Thyroid ultrasound could be used to identify patients who have a low risk of cancer for whom biopsy could be deferred. Based on these results, these findings should be validated in a large prospective cohort.
Ultrasound has replaced nuclear medicine as the most frequently used imaging test of the thyroid.1 The growth in the use of thyroid ultrasound by radiologists, endocrinologists and head and neck surgeons has led to the discovery of large numbers of asymptomatic thyroid nodules, which may occur in 50% or more of adults.2,3 as well as a rapid rise in the diagnosis of thyroid cancer. 4 In contrast, clinically apparent thyroid cancer is rare, affecting 1/10,000 people annually, and fewer than 1% of individuals over the course of their lives.4–6 Because of the high prevalence of nodules, and the rarity of symptomatic cancer, only a minority of thyroid nodules is malignant.
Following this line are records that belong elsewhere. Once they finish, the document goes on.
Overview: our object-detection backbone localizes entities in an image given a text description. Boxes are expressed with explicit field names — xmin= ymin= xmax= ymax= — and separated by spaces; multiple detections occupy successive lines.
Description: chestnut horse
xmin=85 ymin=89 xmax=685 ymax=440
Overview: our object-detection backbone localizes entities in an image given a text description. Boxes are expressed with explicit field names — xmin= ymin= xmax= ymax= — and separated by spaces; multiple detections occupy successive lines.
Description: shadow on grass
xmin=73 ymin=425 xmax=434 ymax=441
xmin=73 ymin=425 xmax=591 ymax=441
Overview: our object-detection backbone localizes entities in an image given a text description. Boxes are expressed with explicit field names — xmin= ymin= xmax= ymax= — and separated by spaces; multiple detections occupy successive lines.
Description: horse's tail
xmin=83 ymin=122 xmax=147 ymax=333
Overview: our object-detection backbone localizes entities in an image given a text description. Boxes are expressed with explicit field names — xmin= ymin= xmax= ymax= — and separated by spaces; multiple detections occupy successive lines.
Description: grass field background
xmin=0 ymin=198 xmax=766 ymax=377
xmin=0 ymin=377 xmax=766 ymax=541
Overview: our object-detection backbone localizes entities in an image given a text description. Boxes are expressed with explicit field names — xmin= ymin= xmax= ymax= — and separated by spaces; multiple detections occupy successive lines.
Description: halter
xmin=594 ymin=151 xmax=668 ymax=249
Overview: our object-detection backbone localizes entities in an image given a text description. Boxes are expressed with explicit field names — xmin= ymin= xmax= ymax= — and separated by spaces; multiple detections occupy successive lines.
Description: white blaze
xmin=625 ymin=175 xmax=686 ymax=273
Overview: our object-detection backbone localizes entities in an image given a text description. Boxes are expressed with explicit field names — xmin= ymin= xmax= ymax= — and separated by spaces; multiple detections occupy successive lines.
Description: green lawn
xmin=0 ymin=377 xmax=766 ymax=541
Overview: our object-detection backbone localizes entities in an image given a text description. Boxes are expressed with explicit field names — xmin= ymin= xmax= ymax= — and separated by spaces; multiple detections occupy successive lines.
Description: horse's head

Uncertainty about which nodules may harbor cancer and lack of evidence-based management guidelines has resulted in a myriad of conflicting recommendations regarding which nodules warrant biopsy, 6–17,18,19–21 frequent thyroid biopsies, and the over-diagnosis of thyroid cancers that would otherwise likely have remained asymptomatic in the absence of detection.4,22,23
While many studies have analyzed the association between the ultrasound characteristics of thyroid nodules and the risk of thyroid cancer, most studies are small and all limited their analysis to patients who underwent biopsy, where the decision to biopsy was influenced by the ultrasound result. 6–17,18,19–21 This ascertainment bias will overestimate the risk of cancer associated with thyroid biopsy and the accuracy of ultrasound.24–26 The information that is most important to patients and providers managing care includes quantifying the risk of cancer associated with a nodule with a particular imaging characteristic and no prior publication can accurately provide this information. This has hindered the development of an evidence-based strategy for determining which nodules should be biopsied because of an elevated cancer risk. The purpose of this study was to determine the ultrasound characteristics that are associated with cancer, and to use this information for creating a standardized system for interpreting thyroid ultrasound.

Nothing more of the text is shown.